Built on the arid and sparsely populated steppes of Inner Mongolia and around 700 kilometres (440 miles) from the nearest beach, Ordos makes an unlikely setting for the world's biggest beauty pageant.
But that will not stop the 116 contestants — the highest number ever — from donning their finest evening gowns and swimwear on Saturday night for the contest, which is watched annually by around a billion people around the globe.
Ordos has grown rich over the last decade on the back of a coal mining boom that has transformed it from a sandstorm-afflicted backwater into one of China's wealthiest cities.
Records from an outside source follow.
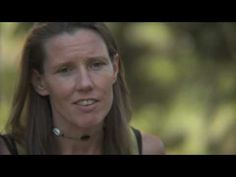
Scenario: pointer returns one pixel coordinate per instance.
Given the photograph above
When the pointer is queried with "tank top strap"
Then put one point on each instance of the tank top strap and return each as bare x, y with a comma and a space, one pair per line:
10, 143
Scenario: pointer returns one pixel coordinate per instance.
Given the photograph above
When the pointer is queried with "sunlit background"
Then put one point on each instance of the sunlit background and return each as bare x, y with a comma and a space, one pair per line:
181, 78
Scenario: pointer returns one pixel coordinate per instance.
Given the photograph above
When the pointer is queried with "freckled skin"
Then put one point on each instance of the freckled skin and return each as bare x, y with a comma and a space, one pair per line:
72, 72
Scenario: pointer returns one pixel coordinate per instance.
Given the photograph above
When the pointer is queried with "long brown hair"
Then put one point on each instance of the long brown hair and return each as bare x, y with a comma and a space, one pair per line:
30, 121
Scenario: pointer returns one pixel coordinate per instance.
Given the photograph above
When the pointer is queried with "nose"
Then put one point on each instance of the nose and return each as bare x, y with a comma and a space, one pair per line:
84, 81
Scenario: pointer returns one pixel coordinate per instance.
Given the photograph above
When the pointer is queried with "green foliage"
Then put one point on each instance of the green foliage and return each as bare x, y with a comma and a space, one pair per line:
181, 78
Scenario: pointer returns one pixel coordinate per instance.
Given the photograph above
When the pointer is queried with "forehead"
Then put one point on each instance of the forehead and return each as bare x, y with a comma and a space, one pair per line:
81, 43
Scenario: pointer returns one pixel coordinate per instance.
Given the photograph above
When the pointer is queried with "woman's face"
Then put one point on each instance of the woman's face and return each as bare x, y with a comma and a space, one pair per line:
78, 78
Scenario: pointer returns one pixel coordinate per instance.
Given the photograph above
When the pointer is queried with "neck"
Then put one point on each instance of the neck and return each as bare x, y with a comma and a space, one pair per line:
68, 144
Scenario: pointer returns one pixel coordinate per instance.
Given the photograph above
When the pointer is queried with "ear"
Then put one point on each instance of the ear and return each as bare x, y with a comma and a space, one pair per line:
38, 83
115, 63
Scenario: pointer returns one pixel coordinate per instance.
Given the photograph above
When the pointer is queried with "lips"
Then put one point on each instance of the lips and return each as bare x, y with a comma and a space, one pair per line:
86, 102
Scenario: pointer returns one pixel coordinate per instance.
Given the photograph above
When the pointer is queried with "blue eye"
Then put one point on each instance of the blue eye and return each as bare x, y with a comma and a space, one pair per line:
97, 65
64, 70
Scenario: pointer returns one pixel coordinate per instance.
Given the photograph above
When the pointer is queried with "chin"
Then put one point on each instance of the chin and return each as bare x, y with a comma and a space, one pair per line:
89, 122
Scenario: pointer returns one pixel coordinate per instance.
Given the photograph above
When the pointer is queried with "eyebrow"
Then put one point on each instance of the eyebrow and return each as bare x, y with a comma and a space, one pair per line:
70, 62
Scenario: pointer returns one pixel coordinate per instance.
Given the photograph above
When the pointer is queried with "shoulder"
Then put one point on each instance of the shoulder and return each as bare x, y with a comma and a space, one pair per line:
152, 145
3, 147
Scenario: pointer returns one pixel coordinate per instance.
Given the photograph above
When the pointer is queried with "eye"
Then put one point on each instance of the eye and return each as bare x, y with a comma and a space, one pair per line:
97, 65
64, 70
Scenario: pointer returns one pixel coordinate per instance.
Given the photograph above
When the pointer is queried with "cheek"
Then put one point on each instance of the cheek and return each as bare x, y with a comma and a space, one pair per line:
59, 89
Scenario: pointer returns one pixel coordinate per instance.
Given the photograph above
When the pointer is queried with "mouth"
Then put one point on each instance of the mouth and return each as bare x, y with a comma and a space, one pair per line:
85, 102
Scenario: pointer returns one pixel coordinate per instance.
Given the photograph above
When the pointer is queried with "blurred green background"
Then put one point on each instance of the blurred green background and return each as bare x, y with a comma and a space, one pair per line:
181, 78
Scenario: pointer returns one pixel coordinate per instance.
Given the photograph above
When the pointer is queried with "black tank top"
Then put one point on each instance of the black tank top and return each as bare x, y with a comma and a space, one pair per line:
11, 145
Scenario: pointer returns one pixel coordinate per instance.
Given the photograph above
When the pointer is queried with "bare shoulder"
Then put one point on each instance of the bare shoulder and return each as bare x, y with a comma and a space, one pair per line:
152, 145
3, 148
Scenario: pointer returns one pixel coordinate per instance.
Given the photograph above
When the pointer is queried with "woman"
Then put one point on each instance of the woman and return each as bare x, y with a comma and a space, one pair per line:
72, 97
The boom triggered a frenzy of building in the city, but the local government has been unable to fill the vast tower blocks that have sprung up, earning it the title of China's biggest ghost town.
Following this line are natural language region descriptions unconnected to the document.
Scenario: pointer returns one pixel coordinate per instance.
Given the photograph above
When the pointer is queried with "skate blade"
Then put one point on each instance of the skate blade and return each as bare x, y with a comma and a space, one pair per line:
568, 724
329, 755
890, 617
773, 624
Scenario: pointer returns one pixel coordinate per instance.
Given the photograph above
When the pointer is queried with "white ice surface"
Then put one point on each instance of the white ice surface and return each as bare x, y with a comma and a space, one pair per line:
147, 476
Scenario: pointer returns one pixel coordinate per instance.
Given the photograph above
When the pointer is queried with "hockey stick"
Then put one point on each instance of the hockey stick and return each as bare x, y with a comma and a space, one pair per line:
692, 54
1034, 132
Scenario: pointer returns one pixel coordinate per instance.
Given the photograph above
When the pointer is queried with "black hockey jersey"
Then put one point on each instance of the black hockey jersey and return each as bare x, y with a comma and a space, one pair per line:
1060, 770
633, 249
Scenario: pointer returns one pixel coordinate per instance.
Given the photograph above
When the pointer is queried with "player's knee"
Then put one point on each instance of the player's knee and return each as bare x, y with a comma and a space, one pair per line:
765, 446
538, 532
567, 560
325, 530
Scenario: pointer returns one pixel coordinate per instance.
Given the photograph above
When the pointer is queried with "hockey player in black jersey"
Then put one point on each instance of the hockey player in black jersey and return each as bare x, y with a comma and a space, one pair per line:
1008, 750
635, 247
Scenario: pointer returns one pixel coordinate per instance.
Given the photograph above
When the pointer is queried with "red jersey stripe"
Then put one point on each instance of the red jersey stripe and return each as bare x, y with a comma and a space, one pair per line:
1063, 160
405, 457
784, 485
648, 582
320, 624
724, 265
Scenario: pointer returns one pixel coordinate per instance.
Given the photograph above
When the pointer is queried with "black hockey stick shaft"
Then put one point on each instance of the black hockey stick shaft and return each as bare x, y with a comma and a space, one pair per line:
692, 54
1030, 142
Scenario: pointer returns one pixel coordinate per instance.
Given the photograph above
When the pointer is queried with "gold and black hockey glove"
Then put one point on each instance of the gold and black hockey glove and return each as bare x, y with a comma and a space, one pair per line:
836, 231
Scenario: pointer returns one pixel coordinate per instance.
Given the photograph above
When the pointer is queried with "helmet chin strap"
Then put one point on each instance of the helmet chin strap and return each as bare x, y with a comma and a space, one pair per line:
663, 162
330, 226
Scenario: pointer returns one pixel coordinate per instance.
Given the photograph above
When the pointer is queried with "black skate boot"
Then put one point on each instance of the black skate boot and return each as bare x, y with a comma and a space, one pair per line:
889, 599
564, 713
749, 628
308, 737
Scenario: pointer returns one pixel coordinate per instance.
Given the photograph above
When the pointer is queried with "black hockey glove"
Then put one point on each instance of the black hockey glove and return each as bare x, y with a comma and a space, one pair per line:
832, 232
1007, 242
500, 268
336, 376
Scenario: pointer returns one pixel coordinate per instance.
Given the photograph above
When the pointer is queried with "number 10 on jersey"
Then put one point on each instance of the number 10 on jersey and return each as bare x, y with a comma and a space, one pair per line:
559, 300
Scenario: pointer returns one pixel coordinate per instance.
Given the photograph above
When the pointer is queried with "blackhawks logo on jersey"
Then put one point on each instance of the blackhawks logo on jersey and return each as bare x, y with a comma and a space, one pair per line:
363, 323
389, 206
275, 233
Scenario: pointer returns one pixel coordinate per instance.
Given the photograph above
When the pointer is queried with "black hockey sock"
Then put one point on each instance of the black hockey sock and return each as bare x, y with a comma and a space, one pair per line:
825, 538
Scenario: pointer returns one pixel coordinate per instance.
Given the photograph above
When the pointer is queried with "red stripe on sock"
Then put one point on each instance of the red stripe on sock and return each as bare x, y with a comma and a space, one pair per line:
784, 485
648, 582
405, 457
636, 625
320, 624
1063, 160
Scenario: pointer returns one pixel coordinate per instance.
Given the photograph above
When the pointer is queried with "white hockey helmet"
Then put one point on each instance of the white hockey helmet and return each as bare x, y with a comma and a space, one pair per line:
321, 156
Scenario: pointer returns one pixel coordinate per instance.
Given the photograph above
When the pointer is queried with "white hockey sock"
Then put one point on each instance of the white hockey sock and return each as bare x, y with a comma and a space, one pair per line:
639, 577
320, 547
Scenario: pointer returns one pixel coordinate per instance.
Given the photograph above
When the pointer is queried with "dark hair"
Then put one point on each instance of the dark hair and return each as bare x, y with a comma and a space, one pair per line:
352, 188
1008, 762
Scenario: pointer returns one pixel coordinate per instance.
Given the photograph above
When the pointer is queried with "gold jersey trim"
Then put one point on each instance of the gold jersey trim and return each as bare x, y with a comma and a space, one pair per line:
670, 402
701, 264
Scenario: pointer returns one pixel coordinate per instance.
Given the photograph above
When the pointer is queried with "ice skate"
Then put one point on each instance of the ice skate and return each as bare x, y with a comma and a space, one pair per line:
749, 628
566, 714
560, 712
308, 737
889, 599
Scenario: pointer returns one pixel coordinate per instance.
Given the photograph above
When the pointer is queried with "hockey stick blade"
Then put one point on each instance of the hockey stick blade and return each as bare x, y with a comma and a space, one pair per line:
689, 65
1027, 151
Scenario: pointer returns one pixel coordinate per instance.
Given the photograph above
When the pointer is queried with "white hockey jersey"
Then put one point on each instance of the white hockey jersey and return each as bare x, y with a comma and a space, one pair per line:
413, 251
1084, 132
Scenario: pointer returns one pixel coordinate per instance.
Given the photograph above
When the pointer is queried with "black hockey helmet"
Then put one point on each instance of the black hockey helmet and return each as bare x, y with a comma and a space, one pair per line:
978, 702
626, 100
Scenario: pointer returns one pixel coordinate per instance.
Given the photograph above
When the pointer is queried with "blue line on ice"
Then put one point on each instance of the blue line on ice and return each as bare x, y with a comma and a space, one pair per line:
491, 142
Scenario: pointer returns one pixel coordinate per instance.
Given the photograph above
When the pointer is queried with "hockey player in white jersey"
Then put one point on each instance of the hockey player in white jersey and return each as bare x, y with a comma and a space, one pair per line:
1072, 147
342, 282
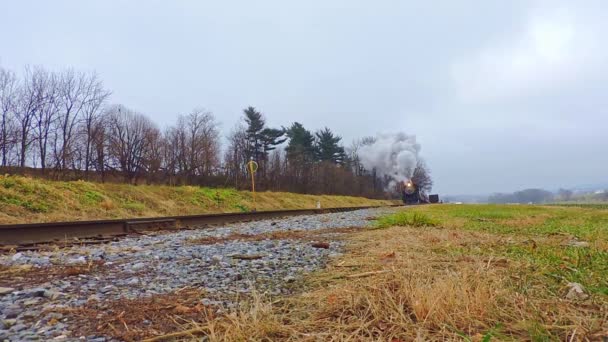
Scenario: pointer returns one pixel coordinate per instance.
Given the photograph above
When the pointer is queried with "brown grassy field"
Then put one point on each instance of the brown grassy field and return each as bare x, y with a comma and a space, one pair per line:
448, 272
28, 200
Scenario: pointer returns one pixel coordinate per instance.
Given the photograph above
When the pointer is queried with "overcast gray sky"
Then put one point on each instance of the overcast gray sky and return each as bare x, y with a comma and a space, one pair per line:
502, 95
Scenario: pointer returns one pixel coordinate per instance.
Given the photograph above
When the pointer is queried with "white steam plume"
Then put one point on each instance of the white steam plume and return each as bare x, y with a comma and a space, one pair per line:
391, 154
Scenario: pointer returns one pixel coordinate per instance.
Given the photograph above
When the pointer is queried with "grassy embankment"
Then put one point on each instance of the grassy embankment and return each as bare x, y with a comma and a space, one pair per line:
449, 272
25, 200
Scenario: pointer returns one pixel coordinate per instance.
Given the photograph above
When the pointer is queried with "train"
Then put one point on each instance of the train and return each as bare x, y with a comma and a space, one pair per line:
411, 194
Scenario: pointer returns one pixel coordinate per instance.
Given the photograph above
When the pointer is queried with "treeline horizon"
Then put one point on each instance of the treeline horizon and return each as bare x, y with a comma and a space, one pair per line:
537, 196
61, 124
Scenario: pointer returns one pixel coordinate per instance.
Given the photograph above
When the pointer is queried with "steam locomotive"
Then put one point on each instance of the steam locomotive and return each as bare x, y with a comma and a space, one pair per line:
411, 194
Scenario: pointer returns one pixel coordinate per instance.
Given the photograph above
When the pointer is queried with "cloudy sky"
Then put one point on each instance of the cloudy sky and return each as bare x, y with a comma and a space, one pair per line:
502, 95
Reigning Miss World Ivian Sarcos of Venezuela will hand over her crown on Saturday in the futuristic Ordos stadium, which sits alongside a vast town square dedicated to legendary Mongolian warrior Genghis Khan.
The beauty queens have been in China rehearsing for nearly a month, soaking up traditional Mongolian culture by churning yoghurt in a nomadic yurt dwelling, and donning local dress to mount a sand dune, according to Miss World's website.
Contestants vying for this year's title include a Kazakh doctor and a Peruvian medical student, but the bookmakers are tipping Miss Mexico, 20-year-old Mariana Reynoso, for the crown.
"There's a lot of good feeling surrounding the Mexican contestant," said Tony Kenny, spokesman for bookmaker William Hill, which is offering odds of 2/1 on Reynoso.
Other favourites include Miss China and Miss Nepal, with other countries lagging so far behind as to be "more or less write offs", according to Alex Donohue of rival bookmaker Ladbrokes.
While the popularity of the contest, first held in 1951, has waned in the West, continued interest in in Asian countries ensures that the final rakes in a global television audience of more than a billion viewers.
Sweden's Kiki Hakansson was the first Miss World, while Oscar-winning US actress Halle Berry was a finalist in 1986 and Bollywood star Aishwarya Rai took the crown in 1994.
Venezuela has produced the most Miss Worlds, with six titleholders, while India and Britain claim five titles each.
China has already hosted the competition five times, most recently in 2010 on the tropical southern island of Hainan.
In 2002, the pageant was moved from Nigeria to Britain after more than 200 people died in clashes sparked when a newspaper suggested the Prophet Mohammed would have chosen a wife from among the contestants had he been alive.